Ancak aradan geçen bu süre içerisinde diyaloğa ve barışa dönük taleplerimizi elinin tersiyle iten Aliağa Belediyesi yönetimi, 16 çalışma arkadaşımızın daha çalışma akitlerini fesh ederek iş barışına büyük bir darbe vurmayı tercih etmiştir.Bu süre içerisinde belediye hizmet alanlarının bazı noktalarını toplama kampı gibi kullanıp,çalışma arkadaşlarımızı odalara kapatarak, kendilerine gelecek ikinci bir emre kadar buralarda kalmaları söylenip, mimar-mühendis-vasıflı-vasıfız personel ayrımı yapmaksızın mobing uygulanarak ,eşya taşınmasından,tuvalet ve depo temizliğine kadar bir çok iş yaptırılmıştır ve hala yaptırılmaktadır.
Arkadaşlarımızın arasında ciddi sağlık problemi olup verilen işi yapamayacaklarını ifade edenlere ise, bu işi yapacaksan yap yoksa kapı orada gibi onur kırıcı sözler söylenerek yıllarca emek verdikleri işlerini bırakmaları noktasında ciddi baskı oluşturulmaktadır.
Bu güne geldiğimizde sevindirici olan şudur ki burada çok az sayıdaki arkadaşımız görevlerinin başına dönmüşlerdir.Ancak insan onuru ve haysiyetini kırıcı bu dayatmalar arkadaşlarımızın vicdanında ve onurunda onarılmaz yaralar açmıştır.Günlerce bizi uyutmayan, yemek yedirmeyen ,çocuklarımızın yüzüne bakarken bile, bizi kendimize yabancılaştıran bu uygulamaları asla unutmayacağız.
Hala,belediyenin farklı birimlerinde bekletilen, mesleki ve donanım açısından yeterli, işinin ehli olan bu arkadaşlarımızın bir an önce eski görevlerine verilmeleri ve daha fazla onurlarının kırılmaması gerekmektedir. Bu kent için gece gündüz demeden ,mesai mefhumu dinlemeden çalışan bu çalışma arkadaşlarımızı daha fazla incitmeyin,daha fazla kırmayın.
Yine yasal olarak emeklilik üst sınır yaşı 65 olmasına rağmen birçok memur arkadaşımız zorla emekli olmaya,emekli olmadıkları taktirde başka il ve ilçelere sürgün olarak geçici görevle gönderilmekle tehdit edilmektedirler. Ve bunun sonucunda bazı memurlar emeklilik dilekçelerini vermek zorunda bırakılmışlardır.
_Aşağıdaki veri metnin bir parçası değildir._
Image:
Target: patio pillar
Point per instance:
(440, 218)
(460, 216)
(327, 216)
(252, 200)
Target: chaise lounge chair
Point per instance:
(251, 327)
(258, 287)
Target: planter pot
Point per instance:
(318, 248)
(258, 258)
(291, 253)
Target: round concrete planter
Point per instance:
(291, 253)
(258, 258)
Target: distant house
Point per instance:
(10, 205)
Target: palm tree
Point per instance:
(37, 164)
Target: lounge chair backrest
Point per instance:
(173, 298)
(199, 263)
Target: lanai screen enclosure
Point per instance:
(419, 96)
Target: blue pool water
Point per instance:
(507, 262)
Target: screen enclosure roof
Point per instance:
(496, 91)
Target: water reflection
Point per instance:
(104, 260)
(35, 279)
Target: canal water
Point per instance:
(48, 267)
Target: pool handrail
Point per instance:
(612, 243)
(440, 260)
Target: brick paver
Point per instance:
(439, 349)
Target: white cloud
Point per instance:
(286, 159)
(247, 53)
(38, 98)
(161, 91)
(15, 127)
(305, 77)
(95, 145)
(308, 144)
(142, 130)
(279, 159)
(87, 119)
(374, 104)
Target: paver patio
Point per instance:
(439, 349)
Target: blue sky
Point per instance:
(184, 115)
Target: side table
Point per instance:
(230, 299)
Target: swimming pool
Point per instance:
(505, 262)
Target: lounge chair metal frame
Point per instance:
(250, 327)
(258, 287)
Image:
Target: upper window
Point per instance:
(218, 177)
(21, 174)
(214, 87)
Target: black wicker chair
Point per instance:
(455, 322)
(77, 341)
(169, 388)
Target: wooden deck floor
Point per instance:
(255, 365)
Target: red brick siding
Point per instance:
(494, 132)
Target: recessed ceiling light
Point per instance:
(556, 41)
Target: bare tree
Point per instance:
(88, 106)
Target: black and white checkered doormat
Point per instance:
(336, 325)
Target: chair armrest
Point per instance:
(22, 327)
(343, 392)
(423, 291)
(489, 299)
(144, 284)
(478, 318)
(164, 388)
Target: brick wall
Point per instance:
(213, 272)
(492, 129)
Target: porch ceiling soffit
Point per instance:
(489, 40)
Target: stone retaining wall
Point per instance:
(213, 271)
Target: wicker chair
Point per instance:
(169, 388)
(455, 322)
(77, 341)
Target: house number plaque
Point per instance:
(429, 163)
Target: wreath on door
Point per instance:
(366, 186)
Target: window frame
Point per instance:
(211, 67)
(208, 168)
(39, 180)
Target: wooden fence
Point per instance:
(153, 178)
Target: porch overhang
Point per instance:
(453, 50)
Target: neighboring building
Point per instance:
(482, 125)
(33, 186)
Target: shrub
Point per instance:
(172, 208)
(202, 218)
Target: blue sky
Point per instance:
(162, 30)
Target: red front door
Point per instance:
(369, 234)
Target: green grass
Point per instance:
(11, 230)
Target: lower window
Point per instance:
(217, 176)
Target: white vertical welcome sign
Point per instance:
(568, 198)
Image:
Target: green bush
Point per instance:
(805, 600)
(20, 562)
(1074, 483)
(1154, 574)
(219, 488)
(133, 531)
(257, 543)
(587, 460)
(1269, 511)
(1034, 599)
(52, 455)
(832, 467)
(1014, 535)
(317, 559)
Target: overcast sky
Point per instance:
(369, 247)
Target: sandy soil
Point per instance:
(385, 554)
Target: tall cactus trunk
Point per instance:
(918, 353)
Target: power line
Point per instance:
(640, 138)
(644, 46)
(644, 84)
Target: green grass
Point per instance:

Aliağa kamuoyunda çalışmadan maaş alan personel algısı yaratılması mümkün değildir. Aliağa gibi emek yoğun bir kentte ,hangi bakkala, manava, lokantaya, berbere giderseniz gidin ,sokakta kiminle karşılaşırsanız karşılaşın işyeri değişiklikleri, istifa ve emekliliğe zorlama ve elbette özellikle işten çıkarmalar büyük bir tepki ile karşılanmaktadır.
İşverenin, işyerinde düzenlemeler yapması ve görev değişikliklerine gidebilir. Ancak bunu yaparken gerek memur , gerek işçilerin yetkili sendikalarının görüşlerinin alınması, çalışan açısından sıkıntı doğurmayacak şekilde hukuksal kurallara uyulması gerekmektedir. Bu görev değişikliklerinin memur ve işçileri emekli olmaya ya da istifaya zorlamanın bir aracı haline getirmenin karşılığı az öncede belirttiğimiz gibi Mobingtir. Mobing bir insanlık suçudur. Ve asla kabul edilemez.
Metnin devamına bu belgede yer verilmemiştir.